15:00‑15:30	Achim D. Brucker (ETH Zürich) Burkhart Wolff (ETH Zurich) A Package for Extensible Object-Oriented Data Models with an Application to IMP++ We present a datatype package that enables the shallow embedding technique to object-oriented specification and programming languages. The package incrementally compiles an object-oriented data model to a theory containing object-universes, constructors, and accessors functions, coercions between dynamic and static types, characteristic sets, their relations reflecting inheritance, and the necessary class invariants. The package is conservative, i.e., all properties are derived entirely from axiomatic definitions.
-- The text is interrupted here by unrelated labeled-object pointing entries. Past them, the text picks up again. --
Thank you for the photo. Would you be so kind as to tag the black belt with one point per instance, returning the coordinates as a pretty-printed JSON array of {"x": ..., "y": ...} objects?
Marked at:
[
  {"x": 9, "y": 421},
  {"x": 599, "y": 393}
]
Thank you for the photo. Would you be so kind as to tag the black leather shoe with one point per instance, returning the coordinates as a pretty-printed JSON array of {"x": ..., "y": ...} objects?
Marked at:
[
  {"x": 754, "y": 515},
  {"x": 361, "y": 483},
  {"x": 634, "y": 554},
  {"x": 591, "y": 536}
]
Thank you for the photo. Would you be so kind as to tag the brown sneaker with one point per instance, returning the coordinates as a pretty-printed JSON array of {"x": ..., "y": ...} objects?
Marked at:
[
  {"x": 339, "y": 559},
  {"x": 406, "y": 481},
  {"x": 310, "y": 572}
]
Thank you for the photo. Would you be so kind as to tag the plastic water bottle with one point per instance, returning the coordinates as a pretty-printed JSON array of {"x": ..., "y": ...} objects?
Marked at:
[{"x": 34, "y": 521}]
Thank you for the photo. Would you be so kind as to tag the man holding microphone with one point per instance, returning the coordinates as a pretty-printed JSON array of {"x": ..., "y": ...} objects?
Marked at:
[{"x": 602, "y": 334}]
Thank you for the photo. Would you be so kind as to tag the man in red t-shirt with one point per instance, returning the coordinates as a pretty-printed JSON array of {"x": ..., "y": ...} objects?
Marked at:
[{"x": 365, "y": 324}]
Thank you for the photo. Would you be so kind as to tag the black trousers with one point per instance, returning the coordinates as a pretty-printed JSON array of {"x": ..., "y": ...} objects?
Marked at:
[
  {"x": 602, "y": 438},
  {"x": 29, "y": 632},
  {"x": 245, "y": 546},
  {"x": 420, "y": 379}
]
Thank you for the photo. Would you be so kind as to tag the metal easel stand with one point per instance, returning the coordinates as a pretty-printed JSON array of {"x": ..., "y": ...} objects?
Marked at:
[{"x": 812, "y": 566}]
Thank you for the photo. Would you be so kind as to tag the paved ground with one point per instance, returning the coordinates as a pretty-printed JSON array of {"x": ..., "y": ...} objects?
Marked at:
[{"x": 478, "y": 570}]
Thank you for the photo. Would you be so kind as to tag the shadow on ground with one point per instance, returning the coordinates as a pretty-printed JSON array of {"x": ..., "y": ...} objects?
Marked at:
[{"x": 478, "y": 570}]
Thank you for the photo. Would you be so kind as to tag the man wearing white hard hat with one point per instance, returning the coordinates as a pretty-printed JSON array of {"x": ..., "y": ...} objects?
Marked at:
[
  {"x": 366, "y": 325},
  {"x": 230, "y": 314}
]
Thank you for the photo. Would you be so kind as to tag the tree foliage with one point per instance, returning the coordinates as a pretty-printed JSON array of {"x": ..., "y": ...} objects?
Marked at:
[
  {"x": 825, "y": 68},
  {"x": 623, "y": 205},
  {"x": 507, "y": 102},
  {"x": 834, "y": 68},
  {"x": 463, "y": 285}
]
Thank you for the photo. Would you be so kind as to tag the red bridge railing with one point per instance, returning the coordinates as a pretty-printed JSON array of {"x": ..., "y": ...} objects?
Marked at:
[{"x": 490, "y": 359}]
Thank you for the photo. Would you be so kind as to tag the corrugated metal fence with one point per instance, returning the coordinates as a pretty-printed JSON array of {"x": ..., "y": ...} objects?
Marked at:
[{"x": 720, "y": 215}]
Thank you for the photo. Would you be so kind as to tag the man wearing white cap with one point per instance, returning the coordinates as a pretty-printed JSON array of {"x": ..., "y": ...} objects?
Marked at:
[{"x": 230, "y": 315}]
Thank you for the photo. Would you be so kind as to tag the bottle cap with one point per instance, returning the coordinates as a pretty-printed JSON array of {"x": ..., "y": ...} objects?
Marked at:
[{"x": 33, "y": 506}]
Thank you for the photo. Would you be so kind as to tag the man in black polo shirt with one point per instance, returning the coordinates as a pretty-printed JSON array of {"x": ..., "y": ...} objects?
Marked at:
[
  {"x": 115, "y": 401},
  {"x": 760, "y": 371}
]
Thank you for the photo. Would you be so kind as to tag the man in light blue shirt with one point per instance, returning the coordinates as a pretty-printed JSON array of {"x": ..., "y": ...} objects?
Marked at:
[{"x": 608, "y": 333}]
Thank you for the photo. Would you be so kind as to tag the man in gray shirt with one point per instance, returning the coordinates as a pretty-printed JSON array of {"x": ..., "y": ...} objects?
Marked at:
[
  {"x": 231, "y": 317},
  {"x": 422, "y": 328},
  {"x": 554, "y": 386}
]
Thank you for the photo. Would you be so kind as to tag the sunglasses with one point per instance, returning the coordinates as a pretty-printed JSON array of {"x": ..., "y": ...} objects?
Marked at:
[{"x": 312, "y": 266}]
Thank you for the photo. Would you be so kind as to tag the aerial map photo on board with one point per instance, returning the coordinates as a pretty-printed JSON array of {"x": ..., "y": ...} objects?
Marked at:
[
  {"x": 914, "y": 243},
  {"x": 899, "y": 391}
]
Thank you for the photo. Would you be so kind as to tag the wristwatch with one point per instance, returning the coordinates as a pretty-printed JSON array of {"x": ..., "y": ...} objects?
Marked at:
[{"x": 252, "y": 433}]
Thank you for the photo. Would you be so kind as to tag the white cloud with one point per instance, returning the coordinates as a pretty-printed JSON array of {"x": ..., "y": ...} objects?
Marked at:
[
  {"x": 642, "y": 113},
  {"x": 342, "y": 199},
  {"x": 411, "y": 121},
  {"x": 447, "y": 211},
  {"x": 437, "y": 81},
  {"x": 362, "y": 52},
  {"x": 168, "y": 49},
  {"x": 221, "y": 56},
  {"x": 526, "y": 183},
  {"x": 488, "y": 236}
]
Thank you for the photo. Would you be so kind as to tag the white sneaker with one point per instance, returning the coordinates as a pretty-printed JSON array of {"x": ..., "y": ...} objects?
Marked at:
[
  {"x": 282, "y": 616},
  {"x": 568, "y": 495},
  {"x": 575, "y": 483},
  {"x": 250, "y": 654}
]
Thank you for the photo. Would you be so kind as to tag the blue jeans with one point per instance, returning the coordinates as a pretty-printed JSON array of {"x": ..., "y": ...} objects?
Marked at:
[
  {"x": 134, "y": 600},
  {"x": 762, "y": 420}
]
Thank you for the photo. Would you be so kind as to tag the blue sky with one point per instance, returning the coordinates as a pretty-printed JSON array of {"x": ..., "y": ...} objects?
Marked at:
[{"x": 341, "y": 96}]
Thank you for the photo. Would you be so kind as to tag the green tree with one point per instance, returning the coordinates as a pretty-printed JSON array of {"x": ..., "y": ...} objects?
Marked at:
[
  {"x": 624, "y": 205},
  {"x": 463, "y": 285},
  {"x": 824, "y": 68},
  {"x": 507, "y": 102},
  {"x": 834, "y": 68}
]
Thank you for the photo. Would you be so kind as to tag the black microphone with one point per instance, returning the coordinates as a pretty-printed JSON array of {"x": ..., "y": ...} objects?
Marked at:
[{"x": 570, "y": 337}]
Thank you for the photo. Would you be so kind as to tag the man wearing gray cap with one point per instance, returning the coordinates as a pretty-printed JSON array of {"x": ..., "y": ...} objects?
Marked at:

As an application, we use the package for a object-oriented core-language called IMP++, for which correctness of a Hoare-Logic with respect to an operational semantics is proven.

Break (15:30‑16:00)

Session 4: Information Flow Security (16:00‑17:00)

16:00‑16:30

Raghavendra Kagalavadi Ramesh (Indian Institute of Science, Bangalore) Deepak D'Souza (Indian Institute of Science, Bangalore) Checking Unwinding Conditions for Finite State Systems We consider the problem of checking the unwinding conditions of Mantel for Basic Security Predicates (BSP's) \cite{Mantel:2003}, for finite-state systems. We show how the unwinding conditions can be simplified to checking conditions on a maximal simulation relation. We conclude that the time complexity of verifying BSP's via the unwinding route compares favourably with the model-checking technique proposed in \cite{ARSPA:D'Souza/R/Sprick:2005}

16:30‑17:00

Dieter Hutter (DFKI) Automating Proofs of Unwinding Conditions In previous work we illustrated how information flow control techniques can be used to specify and verify security requirements of multi-agent systems by decomposing them to requirements of individual agents. While we illustrated how security requirements of an overall multi-agent system can be decomposed to requirements of individual agents, there was still the problem of how to automate the verification of the resulting proof obligations. In this paper we present heuristics to guide an tactical (inductive) theorem prover when searching for such proofs. Our approach is based on Mantel's MAKS framework on possibilistic information flow control to formulate security predicates.